Tuesday 30 August 2022

Greater Sand Plover: Cleveland, Redcar

Although the Greater Sand Plover was found on the evening of the 25th, we all had various family commitments preventing us from making the trip until today. Positive news of the bird's continued presence yesterday saw us set off on the 250 miles north at 4am. After a trouble-free journey, we pulled into the Majuba car park four hours later. After a 1.5km walk along the beach, we were soon looking at the Greater Sand Plover busily feeding among the Ringed Plovers. After watching it for over an hour it suddenly disappeared, later to be re-found opposite the bandstand at the car park end of the beach. This bird must surely be the same individual that was present at St Combs in Aberdeenshire earlier in the month.

A scan of the sea, beach, and rocks produced Gannet, Fulmar, Curlew, Whimbrel, Shag, Common Tern, Little Ringed Plover, Ringed Plover, Sanderling, Dunlin, and Redshank.

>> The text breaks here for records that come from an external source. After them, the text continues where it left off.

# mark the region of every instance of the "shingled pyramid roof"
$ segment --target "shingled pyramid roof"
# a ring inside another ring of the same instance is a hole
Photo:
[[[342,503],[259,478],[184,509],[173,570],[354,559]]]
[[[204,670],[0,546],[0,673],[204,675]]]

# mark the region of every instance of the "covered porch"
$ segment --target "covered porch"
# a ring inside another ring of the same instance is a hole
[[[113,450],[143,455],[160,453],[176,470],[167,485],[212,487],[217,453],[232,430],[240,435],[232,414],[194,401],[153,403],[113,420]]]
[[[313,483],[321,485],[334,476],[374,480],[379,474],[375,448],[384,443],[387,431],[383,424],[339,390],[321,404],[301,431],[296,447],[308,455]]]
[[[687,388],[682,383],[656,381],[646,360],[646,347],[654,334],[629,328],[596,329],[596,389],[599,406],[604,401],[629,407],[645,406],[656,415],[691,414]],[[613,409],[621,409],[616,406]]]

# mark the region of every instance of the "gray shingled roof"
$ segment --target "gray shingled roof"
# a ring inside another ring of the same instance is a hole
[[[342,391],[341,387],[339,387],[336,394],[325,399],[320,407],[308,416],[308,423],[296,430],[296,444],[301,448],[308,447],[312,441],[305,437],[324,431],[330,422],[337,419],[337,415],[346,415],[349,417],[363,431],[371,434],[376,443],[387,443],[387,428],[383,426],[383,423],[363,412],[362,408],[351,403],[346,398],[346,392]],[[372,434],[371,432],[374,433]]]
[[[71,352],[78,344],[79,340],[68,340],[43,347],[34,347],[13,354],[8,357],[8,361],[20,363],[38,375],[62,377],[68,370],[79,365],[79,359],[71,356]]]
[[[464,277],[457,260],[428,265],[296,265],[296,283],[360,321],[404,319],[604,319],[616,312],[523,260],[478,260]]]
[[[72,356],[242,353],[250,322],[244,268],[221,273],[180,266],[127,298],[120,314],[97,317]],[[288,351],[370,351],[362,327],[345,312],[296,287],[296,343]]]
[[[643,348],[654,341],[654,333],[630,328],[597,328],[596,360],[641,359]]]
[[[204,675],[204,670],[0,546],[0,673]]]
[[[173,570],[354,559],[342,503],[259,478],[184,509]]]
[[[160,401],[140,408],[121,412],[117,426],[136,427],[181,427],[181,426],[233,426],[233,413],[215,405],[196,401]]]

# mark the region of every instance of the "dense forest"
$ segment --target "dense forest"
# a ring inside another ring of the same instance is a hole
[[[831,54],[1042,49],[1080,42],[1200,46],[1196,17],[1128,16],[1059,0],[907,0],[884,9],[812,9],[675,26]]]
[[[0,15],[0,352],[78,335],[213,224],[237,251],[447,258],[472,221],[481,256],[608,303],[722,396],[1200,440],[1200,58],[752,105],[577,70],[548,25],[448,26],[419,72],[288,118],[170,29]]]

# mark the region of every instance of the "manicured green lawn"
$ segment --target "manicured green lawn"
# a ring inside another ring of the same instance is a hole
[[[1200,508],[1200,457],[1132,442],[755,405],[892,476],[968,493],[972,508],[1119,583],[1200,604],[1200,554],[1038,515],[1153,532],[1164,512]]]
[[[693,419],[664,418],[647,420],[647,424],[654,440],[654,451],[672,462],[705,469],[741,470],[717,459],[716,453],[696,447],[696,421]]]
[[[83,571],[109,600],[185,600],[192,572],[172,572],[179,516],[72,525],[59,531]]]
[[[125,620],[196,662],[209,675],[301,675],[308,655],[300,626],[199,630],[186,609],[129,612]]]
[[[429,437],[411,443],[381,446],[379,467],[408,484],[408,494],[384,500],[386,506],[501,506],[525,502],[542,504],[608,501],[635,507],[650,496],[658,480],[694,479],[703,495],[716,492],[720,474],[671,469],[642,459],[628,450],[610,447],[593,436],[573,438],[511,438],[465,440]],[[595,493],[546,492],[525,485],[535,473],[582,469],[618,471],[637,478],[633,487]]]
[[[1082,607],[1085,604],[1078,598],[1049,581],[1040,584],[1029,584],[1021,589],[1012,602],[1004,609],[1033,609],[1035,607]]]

The first record for Britain was in 1978 at Pagham Harbour in West Sussex. A 1st winter bird that was present from the 9th December until the 1st January.

This species normally breed in the Middle East to Central Asia and winters in Southern Asia to Australasia and Southern Africa.

The area the Plover was feeding in when we arrived

Greater Sand Plover

In previous days there had been reports of a Red-backed Shrike a short distance away at South Gore, so we headed that way hoping to connect with it. After a brief search of the area with no success and other birders reporting they had, had no luck all morning we moved across the road and scanned the bay below. Several Little Terns were seen feeding in the flooded areas below and a local birder put us onto a single Curlew Sandpiper.

Wednesday 24 August 2022

Purple Heron: Weston Turville Reservoir, Buckinghamshire

A juvenile Purple Heron was reported at Weston Turville Reservoir on Monday, At the time we were at Rainham Marshes hoping the Wryneck would reappear, having gone missing some 2-3 hours earlier!

Yesterday there were regular reports of the bird's continued presence, and when it was again reported this morning we made the forty-five-mile journey into Buckinghamshire. Parking in the layby just outside the reservoir we climbed the steps to find a pleasant little Nature Reserve with fishing and sailing included. 

We took the path alongside the reservoir and soon joined a small group of birders. They were looking at a distant Willow tree, and the juvenile Purple Heron was perched among the branches. Apart from a couple of very brief flights, it remained in these trees throughout our visit.

Not the most inviting signage!

The Purple heron was perched in the trees at the back of the reservoir in the middle of the photo below.

Purple Heron

Below is a short video, filmed through the reeds while trying to avoid falling into the reservoir.

Monday 22 August 2022

Wryneck, Rainham Marshes

A late morning call from Brian had us heading to our local reserve of Rainham Marshes, hoping to connect with a Wryneck. It had been present yesterday and there had been a constant stream of reports throughout this morning.

We arrived at Rainham around 12 and headed out along the path towards the "shooting Butts". The Wryneck was perched up in its favoured roosting tree. We were told that it regularly flew from this tree down onto the footpath and fed along the edges, but after twenty minutes of watching it in the tree, it flew in the opposite direction and into the adjoining field. Despite several hours of scanning, it was not seen again today. 

This was my first Wryneck since 2019, mainly due to covid restrictions. 


Monday 8 August 2022

Cape Gull: Grafham water, Cambridgeshire

Reports of a potential first for Britain yesterday and I had managed to miss all the reports! 

Brian managed to visit the site yesterday as he was only 30 miles away after working all day in his son's garden. I was left hoping the Cape Gull would remain for at least a further day to get the opportunity to visit.

At 5.30am the gull was reported as still present, we met up with Brian and were on the road by 6am. After a relatively short trip (63 miles) along the M25 and A1, we arrived at Grafham Water and headed along the walkway/cycle path bordering the reservoir. In the distance, we could see a large gathering of birders near the water tower. We soon joined them and quickly located the Cape Gull, which was resting on the railings leading to the tower. Panic over! we could now study the bird in more detail.

The Cape Gull spent the majority of the time we were on site resting on the railings, but did fly down to  the reservoir edge to feed on a dead trout, and occasionally flew down onto the water's surface when photographers threw bread onto the bank although it didn't seem remotely interested in the bread

There were Lesser black-backed Gulls, Yellow-legged Gulls, and numerous Black-headed Gulls present on the railings allowing for some nice comparisons between the larger species. The Cape Gull was slightly larger than the Yellow-legged Gulls and had a massive bill and long greenish legs.

There may be up to five subspecies of Kelp Gulls with L.d.dominicanus being the most widespread and found in New Zealand, Antarctica, and South America, whereas subspecies L.d.vetula commonly known as Cape Gull is found in Southern Africa.